Discipline is a core value for them, and they don’t let fear or discomfort get in their way.
ENTJs take responsibility for their actions, and they expect the same of others. One of the quickest ways to lose an ENTJs respect is to act irresponsibly and blame others for the fallout.
They have little patience for those who don’t meet their high standards for character.
The ENTJ is more task-oriented than people-oriented. They do enjoy the company of people, and their charisma makes them magnetic.
But they’re drawn more to careers that give them something to do or accomplish, whether they do this independently or with a group (as their leader).
ENTJ Personality Strengths and Weaknesses
Now that you’ve looked through the top personality traits of an ENTJ, sorting out the strengths and weaknesses can help you create a clearer, more cohesive picture of this personality type.
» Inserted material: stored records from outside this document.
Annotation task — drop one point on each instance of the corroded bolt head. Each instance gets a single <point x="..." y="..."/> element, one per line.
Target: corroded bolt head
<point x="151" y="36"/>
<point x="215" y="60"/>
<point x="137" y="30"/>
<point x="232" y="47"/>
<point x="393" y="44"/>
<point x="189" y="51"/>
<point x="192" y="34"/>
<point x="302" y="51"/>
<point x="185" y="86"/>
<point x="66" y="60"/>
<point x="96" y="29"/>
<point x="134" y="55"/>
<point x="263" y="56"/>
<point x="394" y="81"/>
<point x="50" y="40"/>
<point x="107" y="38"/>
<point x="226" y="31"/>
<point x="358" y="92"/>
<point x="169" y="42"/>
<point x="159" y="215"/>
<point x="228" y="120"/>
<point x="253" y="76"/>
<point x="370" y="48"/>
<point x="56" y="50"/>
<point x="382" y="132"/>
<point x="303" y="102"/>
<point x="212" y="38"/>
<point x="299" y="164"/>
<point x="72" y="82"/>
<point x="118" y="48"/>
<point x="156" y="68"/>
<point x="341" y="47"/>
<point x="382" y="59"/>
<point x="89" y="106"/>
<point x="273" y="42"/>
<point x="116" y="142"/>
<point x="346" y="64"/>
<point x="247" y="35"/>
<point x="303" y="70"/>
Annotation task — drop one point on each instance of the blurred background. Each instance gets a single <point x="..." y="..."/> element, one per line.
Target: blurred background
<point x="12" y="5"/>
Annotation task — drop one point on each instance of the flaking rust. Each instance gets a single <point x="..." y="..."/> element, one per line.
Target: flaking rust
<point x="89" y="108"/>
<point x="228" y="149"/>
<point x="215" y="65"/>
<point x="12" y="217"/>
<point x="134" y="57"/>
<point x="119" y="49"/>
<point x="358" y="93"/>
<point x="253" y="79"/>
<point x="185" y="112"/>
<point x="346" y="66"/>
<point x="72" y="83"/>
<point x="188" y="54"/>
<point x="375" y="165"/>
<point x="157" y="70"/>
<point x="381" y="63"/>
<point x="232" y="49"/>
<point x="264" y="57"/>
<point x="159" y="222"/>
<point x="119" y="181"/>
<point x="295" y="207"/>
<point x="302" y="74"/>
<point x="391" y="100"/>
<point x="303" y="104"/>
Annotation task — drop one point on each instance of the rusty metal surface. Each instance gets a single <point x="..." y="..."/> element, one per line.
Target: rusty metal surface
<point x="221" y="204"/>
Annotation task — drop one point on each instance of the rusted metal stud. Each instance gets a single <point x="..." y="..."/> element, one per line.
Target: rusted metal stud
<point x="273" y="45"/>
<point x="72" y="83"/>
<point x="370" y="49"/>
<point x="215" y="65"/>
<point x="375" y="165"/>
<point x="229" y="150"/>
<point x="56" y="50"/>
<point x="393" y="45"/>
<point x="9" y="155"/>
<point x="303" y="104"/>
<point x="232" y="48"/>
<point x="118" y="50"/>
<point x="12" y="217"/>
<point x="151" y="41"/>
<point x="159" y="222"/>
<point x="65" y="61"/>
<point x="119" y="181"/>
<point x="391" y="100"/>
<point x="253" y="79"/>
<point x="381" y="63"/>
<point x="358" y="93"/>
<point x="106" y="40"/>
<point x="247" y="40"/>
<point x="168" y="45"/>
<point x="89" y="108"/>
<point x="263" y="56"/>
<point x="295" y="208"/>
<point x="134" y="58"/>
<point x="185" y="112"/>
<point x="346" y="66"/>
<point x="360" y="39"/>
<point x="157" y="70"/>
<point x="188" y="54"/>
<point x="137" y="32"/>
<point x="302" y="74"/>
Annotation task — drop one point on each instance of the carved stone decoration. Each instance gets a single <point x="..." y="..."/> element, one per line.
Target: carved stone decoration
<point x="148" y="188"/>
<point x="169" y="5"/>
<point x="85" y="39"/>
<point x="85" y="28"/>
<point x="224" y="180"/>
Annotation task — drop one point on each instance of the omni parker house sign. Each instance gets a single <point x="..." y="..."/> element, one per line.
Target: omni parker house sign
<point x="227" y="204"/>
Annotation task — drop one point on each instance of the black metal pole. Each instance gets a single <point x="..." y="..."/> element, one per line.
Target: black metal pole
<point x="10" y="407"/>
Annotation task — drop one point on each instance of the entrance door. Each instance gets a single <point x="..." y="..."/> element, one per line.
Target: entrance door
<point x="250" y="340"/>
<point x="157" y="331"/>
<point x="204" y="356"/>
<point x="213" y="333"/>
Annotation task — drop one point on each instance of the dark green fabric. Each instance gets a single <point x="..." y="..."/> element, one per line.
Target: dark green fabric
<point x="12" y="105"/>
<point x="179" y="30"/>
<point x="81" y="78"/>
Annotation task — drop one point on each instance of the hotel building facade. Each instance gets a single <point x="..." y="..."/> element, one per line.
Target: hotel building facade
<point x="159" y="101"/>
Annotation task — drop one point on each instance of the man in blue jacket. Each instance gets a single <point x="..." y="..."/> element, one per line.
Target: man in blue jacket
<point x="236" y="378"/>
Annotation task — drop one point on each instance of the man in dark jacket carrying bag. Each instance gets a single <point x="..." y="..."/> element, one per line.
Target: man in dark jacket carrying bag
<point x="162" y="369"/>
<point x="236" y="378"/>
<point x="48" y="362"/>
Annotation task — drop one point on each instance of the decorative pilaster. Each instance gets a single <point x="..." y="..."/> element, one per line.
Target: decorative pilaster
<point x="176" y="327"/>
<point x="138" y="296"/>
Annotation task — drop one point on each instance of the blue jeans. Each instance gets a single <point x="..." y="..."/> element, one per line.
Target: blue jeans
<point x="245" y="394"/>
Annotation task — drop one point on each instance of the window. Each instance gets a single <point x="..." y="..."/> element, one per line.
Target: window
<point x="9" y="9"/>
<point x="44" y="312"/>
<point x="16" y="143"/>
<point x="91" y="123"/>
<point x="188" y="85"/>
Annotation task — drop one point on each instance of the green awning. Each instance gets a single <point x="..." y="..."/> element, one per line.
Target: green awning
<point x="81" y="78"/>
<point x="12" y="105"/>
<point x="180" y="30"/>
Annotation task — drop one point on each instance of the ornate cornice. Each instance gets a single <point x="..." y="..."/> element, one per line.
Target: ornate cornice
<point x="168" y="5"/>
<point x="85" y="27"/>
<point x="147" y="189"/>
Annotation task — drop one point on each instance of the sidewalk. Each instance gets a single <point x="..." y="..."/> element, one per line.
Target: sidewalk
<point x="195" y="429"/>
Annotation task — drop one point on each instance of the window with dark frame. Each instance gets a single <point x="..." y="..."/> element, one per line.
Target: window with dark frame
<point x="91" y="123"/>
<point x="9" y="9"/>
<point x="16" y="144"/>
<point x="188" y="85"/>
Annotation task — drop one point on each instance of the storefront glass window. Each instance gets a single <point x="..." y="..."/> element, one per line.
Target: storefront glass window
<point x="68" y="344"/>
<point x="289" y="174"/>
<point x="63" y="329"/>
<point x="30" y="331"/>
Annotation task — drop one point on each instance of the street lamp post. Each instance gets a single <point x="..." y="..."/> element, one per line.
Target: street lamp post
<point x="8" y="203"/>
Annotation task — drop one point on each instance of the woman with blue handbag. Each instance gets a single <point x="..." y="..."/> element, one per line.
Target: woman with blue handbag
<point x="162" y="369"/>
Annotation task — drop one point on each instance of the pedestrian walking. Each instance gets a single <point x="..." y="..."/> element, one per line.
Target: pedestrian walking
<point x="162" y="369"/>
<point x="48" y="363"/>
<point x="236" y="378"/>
The strengths of the ENTJ personality make them both an excellent leader and a visionary.
- Action-oriented — task-oriented, productive, uninhibited
- Efficient — organized and prepared, forward-thinking
- Powerful — imposing, forceful, driven, take-charge
- Self-motivated — independent, passionate, energetic, strong-willed
- Strategic — examines all aspects of a problem to find effective, long-term solutions
- Thriving on Challenges — undaunted, competitive, resourceful
The darker side of this personality type can manifest in the following ways:
- Arrogance — ENTJs are self-assured and often insular. They can be abrasive, aloof, and condescending toward those they consider weak or less intelligent.
- Difficulty with emotions — Though they can be introspective, they often struggle to empathize with others. They also often ignore their own deepest feelings.
- Insensitivity — The ENTJ’s sense of entitlement (to praise, power, obedience, etc.) can make them impatient, unkind, and even ruthless.
- Low Impulse Control — ENTJs are so sure of their own judgment, they often act and speak on impulse, which can get them into trouble.
ENTJs at Work
Now that you have a clearer idea of the ENTJ’s strengths and other dominant traits, it’s not hard to see how these might help them in their career planning and job performance. The ENTJ is confident, hard-working, energetic, and self-motivated, making them an asset to any employer — as long as they don’t continually butt heads with management.
If the ENTJ can work toward a leadership position, so much the better. And if they have someone in their life who can help them work on their weaknesses (especially those that put them at odds with others), the potency of their strengths grows exponentially.
An ENTJ committed to personal growth is the kind of person everyone needs in their life.
I gave a hint earlier at one particular famous ENTJ, but here are 14 others besides. If you’re an ENTJ yourself, these are some of your MBTI siblings.
- Alexander Hamilton (politician, writer, lawyer, Secretary of the Treasury)
- Steve Jobs (U.S. entrepreneur)
- Bill Gates (U.S. entreprenuer and philanthropist)
- Margaret Thatcher (British Prime Minister)
- Napoleon Bonaparte (Italian-French general, emperor, and king
- Robert Downey, Jr. (U.S. actor)
- Patrick Stewart (English actor)
- Carl Sagan (U.S. astronomer)
- Werner von Braun (German engineer)
- Garry Kasparov (Russian chess grandmaster)
- Sheryl Sandberg (U.S. COO and author)
- Adele (English singer)
- Ice-T (U.S. rapper and actor)
- Lady Mary Crawley (fictional character— Downton Abbey)
- Irene Adler (fictional character — Sherlock)
Do you recognize these ENTJ personality traits?
Now that you’re better acquainted with the ENTJ personality type, what qualities stood out to you most? If you’re an ENTJ, what traits are you most proud of?
Like anyone else, ENTJs need people in their life to help them make the most of their gifts — as well as to soften the edges of their less sociable qualities. But once you know what you need to work on, you’re relentless in your pursuit of growth.
Just remember, in all that you do, to take time out every day for self-care and to spend time with people you love. Life will be all the fuller for it.